CDN is the first line of defense for modern website security, but shouldn't be the only one. A complete security strategy should include:

CDN Layer (This Article's Focus):

• DDoS protection
• WAF
• Bot management
• Rate Limiting

To learn how to properly configure these security features, see CDN Settings Optimization Tutorial.

Application Layer:

• Secure code
• Input validation
• Authentication

Infrastructure Layer:

• Firewall
• Intrusion detection system
• Security monitoring

Process Layer:

• Security training
• Response plans
• Regular audits

The cost of security incidents far exceeds prevention costs. Schedule a security assessment and let us help you build complete protection. The CloudInsight team includes security experts who have helped over 30 enterprises build security protection systems.

---

FAQ

Is free CDN DDoS protection sufficient?

For typical websites, Cloudflare's free DDoS protection is already sufficient. It provides unlimited Layer 3/4/7 protection and has successfully blocked attacks of hundreds of Gbps. But if you need SLA guarantees or dedicated support, consider paid plans.

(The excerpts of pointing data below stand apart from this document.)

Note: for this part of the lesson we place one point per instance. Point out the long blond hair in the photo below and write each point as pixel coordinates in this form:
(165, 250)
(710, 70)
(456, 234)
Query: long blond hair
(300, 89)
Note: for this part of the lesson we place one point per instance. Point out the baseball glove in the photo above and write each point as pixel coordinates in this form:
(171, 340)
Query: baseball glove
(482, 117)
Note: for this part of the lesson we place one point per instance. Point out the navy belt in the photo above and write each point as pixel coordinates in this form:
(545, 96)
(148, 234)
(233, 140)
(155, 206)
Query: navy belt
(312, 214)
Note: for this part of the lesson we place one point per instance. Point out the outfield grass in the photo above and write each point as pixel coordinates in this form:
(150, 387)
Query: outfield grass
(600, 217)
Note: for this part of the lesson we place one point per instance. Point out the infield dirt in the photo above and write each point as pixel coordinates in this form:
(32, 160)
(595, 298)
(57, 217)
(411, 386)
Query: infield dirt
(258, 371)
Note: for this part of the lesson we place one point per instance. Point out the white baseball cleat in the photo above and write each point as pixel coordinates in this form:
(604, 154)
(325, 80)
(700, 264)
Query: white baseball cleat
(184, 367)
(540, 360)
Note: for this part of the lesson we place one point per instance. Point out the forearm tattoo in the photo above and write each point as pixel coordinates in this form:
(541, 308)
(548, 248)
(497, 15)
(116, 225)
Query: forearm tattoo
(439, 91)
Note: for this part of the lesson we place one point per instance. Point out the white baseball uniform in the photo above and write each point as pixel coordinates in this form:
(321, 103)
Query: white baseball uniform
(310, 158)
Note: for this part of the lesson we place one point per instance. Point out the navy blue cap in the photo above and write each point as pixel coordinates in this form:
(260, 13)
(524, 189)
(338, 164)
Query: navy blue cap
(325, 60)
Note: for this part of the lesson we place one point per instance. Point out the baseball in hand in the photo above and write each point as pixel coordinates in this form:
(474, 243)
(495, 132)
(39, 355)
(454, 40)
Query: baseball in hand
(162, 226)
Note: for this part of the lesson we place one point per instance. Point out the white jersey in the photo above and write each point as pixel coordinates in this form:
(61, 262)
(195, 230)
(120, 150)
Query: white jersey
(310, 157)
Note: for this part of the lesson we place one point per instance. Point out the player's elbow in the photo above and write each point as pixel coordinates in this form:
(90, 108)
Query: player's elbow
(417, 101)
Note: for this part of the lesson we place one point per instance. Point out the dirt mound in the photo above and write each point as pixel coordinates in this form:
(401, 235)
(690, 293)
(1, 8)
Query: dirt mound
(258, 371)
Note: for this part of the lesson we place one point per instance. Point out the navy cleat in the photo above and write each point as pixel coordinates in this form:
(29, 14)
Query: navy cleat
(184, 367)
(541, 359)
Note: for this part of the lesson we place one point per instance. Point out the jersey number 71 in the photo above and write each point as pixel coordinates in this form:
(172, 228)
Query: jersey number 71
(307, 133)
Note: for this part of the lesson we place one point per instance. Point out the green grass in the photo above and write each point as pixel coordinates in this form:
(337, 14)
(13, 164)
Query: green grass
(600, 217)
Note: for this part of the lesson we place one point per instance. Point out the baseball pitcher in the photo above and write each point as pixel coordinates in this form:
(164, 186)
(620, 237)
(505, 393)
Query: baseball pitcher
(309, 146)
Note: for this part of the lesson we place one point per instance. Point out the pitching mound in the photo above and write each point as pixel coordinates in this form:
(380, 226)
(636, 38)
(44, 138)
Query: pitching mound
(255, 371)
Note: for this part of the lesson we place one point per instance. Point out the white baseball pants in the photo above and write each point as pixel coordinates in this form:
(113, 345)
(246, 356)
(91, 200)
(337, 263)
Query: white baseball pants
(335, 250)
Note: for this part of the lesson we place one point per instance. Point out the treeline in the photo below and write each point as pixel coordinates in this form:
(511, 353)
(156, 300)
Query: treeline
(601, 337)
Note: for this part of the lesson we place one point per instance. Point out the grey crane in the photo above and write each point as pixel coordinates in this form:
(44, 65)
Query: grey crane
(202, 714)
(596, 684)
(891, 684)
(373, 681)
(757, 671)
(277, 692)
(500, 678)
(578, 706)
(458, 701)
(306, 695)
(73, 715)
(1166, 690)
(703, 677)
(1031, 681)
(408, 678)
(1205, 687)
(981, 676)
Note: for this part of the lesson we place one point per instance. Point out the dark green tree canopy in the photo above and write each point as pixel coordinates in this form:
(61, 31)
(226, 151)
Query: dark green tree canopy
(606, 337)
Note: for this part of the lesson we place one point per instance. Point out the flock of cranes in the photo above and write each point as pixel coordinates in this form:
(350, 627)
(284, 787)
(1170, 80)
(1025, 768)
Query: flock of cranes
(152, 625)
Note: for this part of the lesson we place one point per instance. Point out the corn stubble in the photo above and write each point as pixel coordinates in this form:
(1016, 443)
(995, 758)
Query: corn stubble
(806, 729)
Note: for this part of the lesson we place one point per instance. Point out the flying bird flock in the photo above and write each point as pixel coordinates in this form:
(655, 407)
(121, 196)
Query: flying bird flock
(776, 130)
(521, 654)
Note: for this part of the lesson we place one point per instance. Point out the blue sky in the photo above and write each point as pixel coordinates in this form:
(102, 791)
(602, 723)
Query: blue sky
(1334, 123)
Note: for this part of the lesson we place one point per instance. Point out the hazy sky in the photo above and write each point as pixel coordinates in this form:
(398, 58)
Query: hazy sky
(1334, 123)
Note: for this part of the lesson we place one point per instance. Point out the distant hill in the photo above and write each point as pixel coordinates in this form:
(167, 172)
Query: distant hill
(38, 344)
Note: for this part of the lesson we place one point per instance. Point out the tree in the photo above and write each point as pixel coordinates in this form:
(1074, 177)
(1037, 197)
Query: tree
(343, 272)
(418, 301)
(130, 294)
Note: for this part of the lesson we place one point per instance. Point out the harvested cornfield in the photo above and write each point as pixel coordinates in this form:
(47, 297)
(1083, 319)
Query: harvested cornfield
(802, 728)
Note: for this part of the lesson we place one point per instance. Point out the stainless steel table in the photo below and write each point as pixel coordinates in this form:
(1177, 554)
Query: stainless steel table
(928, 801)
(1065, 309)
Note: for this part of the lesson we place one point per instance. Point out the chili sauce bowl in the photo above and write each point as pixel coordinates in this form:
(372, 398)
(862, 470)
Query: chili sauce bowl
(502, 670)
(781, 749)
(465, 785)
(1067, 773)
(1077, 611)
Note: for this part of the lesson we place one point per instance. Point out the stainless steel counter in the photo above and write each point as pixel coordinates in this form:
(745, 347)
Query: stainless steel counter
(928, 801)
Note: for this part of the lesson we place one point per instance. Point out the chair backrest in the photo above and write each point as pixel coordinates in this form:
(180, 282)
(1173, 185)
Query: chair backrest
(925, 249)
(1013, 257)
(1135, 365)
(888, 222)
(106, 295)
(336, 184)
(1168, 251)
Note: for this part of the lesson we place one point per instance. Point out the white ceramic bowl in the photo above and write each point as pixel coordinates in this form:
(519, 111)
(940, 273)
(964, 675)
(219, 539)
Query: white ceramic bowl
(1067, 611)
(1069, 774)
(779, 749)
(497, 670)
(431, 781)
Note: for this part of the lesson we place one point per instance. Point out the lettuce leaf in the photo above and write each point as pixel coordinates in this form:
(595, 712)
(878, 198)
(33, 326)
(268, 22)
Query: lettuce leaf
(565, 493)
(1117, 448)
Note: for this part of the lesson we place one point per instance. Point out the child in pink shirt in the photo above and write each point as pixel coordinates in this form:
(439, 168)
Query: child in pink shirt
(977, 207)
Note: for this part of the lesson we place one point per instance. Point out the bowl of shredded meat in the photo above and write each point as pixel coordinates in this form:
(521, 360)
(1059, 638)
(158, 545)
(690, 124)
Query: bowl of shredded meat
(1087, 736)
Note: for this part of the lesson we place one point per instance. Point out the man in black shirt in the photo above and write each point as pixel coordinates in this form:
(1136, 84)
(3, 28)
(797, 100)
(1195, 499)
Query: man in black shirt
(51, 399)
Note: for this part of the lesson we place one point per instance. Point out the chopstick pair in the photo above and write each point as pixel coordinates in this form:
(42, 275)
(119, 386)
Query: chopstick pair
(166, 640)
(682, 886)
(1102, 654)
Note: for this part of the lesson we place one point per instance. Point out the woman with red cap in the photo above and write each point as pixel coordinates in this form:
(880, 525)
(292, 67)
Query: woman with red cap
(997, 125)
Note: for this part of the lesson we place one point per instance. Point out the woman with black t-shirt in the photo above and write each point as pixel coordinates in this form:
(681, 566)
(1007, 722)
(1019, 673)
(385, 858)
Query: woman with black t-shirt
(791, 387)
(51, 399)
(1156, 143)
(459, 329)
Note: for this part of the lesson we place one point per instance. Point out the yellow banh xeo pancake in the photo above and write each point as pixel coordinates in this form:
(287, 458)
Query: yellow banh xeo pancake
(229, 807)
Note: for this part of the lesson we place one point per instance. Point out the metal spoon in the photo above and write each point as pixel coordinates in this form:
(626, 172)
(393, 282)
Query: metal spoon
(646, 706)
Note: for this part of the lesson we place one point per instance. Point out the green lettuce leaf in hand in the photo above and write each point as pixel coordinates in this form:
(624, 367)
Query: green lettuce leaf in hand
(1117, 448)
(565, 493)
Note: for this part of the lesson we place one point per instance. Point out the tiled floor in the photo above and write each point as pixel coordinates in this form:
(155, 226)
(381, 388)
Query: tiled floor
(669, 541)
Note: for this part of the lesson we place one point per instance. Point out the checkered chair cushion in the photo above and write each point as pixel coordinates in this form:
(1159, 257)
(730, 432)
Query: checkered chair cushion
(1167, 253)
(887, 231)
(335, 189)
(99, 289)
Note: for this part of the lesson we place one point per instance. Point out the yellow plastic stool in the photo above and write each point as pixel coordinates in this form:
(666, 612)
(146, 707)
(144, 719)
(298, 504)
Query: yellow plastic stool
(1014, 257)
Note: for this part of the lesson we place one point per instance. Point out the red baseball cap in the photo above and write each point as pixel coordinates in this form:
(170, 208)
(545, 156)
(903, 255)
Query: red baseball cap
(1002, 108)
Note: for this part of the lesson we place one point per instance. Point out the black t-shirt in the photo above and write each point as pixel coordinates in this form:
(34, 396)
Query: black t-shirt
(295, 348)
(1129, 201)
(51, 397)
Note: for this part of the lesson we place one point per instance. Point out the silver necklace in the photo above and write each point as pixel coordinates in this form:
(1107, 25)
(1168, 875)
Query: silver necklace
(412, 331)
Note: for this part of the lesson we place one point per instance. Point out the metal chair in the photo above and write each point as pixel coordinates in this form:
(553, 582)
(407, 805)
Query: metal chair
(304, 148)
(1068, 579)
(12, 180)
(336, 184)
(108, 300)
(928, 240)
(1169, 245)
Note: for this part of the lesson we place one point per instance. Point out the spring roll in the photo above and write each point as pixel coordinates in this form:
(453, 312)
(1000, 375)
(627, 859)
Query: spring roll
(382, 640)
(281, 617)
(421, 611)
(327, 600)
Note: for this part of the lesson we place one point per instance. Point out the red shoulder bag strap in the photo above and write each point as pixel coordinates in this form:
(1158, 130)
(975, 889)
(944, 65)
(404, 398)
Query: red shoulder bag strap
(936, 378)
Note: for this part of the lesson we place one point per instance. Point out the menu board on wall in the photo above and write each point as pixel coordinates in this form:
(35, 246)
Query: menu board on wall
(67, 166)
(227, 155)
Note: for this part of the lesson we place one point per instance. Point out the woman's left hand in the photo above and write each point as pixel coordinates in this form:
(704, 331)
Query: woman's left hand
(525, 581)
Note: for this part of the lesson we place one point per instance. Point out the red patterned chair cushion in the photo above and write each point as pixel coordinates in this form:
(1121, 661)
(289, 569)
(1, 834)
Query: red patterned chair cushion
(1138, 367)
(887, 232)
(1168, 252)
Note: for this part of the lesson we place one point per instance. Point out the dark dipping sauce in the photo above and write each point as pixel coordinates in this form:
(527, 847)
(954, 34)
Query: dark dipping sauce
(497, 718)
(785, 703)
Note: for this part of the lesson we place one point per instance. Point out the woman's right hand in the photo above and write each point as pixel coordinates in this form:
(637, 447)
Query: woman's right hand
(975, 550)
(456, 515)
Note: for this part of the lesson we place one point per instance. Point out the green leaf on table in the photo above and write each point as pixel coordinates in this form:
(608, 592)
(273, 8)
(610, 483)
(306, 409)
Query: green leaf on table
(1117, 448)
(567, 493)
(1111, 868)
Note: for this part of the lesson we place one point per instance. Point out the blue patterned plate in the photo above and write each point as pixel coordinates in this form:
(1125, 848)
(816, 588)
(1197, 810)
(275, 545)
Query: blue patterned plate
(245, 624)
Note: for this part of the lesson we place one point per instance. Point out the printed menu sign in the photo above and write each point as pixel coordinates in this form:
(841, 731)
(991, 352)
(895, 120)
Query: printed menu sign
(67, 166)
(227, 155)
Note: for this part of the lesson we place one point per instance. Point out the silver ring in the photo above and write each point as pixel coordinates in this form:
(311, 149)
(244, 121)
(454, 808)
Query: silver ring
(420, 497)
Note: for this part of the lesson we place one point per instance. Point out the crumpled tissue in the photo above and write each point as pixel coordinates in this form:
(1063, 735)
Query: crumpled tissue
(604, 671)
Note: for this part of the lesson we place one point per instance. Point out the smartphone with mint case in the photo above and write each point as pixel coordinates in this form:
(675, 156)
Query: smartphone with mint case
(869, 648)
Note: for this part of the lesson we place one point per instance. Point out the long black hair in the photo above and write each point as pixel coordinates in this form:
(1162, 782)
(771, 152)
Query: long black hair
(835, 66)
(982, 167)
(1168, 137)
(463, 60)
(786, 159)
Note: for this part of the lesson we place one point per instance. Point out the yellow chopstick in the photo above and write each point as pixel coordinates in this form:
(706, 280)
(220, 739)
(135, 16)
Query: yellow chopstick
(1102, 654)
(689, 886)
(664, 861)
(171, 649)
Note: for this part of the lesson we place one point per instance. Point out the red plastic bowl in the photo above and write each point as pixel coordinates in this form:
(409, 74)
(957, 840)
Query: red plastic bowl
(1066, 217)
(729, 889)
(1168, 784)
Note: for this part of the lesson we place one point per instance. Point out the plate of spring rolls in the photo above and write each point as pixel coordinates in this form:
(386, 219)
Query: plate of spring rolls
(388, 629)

Will CDN charge me for DDoS attacks?

This depends on the CDN vendor. Cloudflare explicitly promises "Unmetered DDoS Mitigation" and won't charge for attack traffic. AWS CloudFront's Shield Standard is also free, but without Shield Advanced, attack traffic may generate bandwidth fees.

Should I use multiple CDNs to enhance DDoS protection?

Not recommended. Using multiple CDNs increases complexity, and each CDN needs to expose Origin IP, potentially increasing risk. A single reliable CDN with proper Origin protection is sufficient.

Will DDoS attacks affect SEO?

If a website is inaccessible for extended periods due to DDoS attacks, it may affect search engine rankings. But brief interruptions or CDN-returned challenge pages typically don't have significant impact, as search engine crawlers will retry multiple times.

Should I report attacks to police?

If attacks cause significant damage or you suspect targeted attacks, reporting is recommended. In Taiwan, you can report to the Criminal Investigation Bureau or Investigation Bureau. Preserving relevant logs and evidence is important.